Report to the President: Prescription Drug Coverage, Spending, Utilization, and Prices.. Chapter 3. Prescription Drug Prices

04/01/2000

One of the charges of this study was to examine the differences in drug prices paid by people with and without prescription drug coverage. Prices and price differentials are important measures for understanding the market for pharmaceuticals in the United States. Analyses of pharmaceutical pricing, however, are complicated by the intricacies of this market: the process by which drug prices are determined is highly complex, involving numerous interactions and arrangements among manufacturers, wholesalers, retailers, insurers, pharmacy benefit managers (PBMs), and consumers.

In order to explain the complexity of the market for pharmaceuticals, this chapter begins with a description of the distribution channels for prescription drugs and how prices are established for different purchasers. The chapter then explores the question of whether prices paid for drugs at the point of purchase differ between cash customers and insurers, using data from the Medical Expenditure Panel Survey (MEPS) and from a widely used private sector data source, IMS Health.

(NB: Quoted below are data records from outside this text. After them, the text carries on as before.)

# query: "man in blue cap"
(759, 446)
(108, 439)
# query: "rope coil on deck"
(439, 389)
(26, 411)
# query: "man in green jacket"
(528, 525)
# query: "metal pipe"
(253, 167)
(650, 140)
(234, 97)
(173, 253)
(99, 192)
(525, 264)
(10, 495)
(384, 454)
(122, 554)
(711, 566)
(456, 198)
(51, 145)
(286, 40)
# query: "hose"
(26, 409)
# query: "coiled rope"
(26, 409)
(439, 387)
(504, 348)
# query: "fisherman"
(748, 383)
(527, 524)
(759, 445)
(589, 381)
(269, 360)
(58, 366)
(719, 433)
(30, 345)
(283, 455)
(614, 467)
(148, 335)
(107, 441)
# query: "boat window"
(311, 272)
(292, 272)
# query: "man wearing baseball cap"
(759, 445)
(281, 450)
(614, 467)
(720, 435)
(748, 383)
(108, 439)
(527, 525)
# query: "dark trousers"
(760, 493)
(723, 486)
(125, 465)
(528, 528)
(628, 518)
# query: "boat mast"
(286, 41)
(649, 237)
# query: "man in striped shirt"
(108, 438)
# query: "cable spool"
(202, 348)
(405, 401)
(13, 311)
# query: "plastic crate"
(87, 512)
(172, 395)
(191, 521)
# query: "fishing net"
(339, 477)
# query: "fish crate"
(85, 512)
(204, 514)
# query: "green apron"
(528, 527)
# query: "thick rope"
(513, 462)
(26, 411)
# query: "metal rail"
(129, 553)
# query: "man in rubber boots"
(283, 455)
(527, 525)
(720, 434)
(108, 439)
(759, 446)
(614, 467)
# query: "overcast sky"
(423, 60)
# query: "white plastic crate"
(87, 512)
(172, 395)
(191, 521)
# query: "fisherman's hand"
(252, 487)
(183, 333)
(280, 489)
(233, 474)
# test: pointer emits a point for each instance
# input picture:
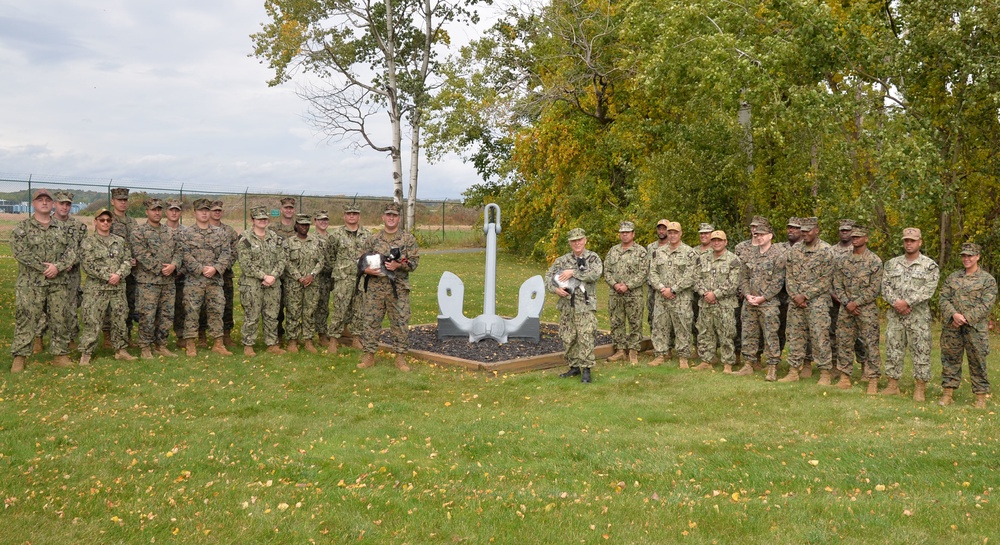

A key limitation on the analysis of prescription drug prices in this study is our inability to incorporate the effect of rebates provided by manufacturers to insurers or PBMs. In many instances, a manufacturer will provide a cash rebate to an insurer or PBM if the manufacturer's drugs are used by the insurer's or PBM's enrollee. Unfortunately, information about the relative size, prevalence and characteristics of these rebate arrangements is quite limited - these are confidential, private arrangements negotiated between manufacturers and insurers or PBMs. Information from industry sources and the available literature indicate that rebate amounts vary considerably by type of arrangement and by drug. They are quite considerable in some instances and relatively modest in others. Because these rebates primarily affect the ultimate price paid for prescriptions of insured individuals, failure to account accurately for the value of such rebates tends to understate the price differences facing uninsured and insured individuals.

Although we were unable to obtain information on rebates, we were able to obtain specific data from two sources, MEPS and IMS Health, that enable us to examine differences in the prices paid by consumers at the retail pharmacy point of sale. These data compare the amount paid to the pharmacy by uninsured customers to the reimbursement received by the pharmacy for insured customers (i.e., reimbursement from an insurer or PBM plus the customer's cost sharing). Given the greater market leverage of third-party payers relative to individual consumers, it might be expected that uninsured customers will pay more than insurers for the same drugs at the retail pharmacy level. Our results from both MEPS and IMS Health support this hypothesis.

Key findings include:

  • At the retail pharmacy level:
    • Individuals without drug coverage pay a higher price at the retail pharmacy than the total price paid on behalf of those with drug coverage (based on analysis of MEPS data that do not include rebates but look across all drug purchases holding drug type, form, strength, and quantity constant). The differences generally held up when examining the Medicare and non-Medicare populations.
    • Cash customers (including those without coverage and those with indemnity coverage) pay more for a given drug than those with third-party payments at the point of sale (based on IMS Health data for over 90 percent of the most commonly prescribed drugs). In 1999, excluding the effect of rebates, the typical cash customer paid nearly 15 percent more than the customer with third-party coverage. For a quarter of the most common drugs, the price difference between cash and third parties was even higher - over 20 percent. For the most commonly prescribed drugs, the price difference between cash customers and those with third-party coverage grew substantially larger between 1996 and 1999.
    • The pattern of differences in the price paid by cash customers and those with third-party payments is different for generic and brand name drugs (based on both MEPS and IMS Health data). Percentage differences in the price paid are often smaller for brand name drugs, but absolute differences may be larger because average prices for brand name drugs are considerably higher.
  • Data on manufacturer rebates, if available, would reduce the total amount paid by the insurer or PBM on behalf of insured customers, increasing the difference in the total net price. Data on rebate arrangements, however, are confidential and unavailable to this study. In some instances, the amount of the rebate may be significantly more than the price differences observed at the retail pharmacy level. In other cases, the rebates may add only modestly to the observed differences.
  • Various sources produce estimates of rebates ranging from 2 percent to 35 percent of drug sales prices. These rebates are not reflected in retail prices, but are instead paid directly to insurers and other organizations that manage drug benefits after they have already reimbursed the pharmacy.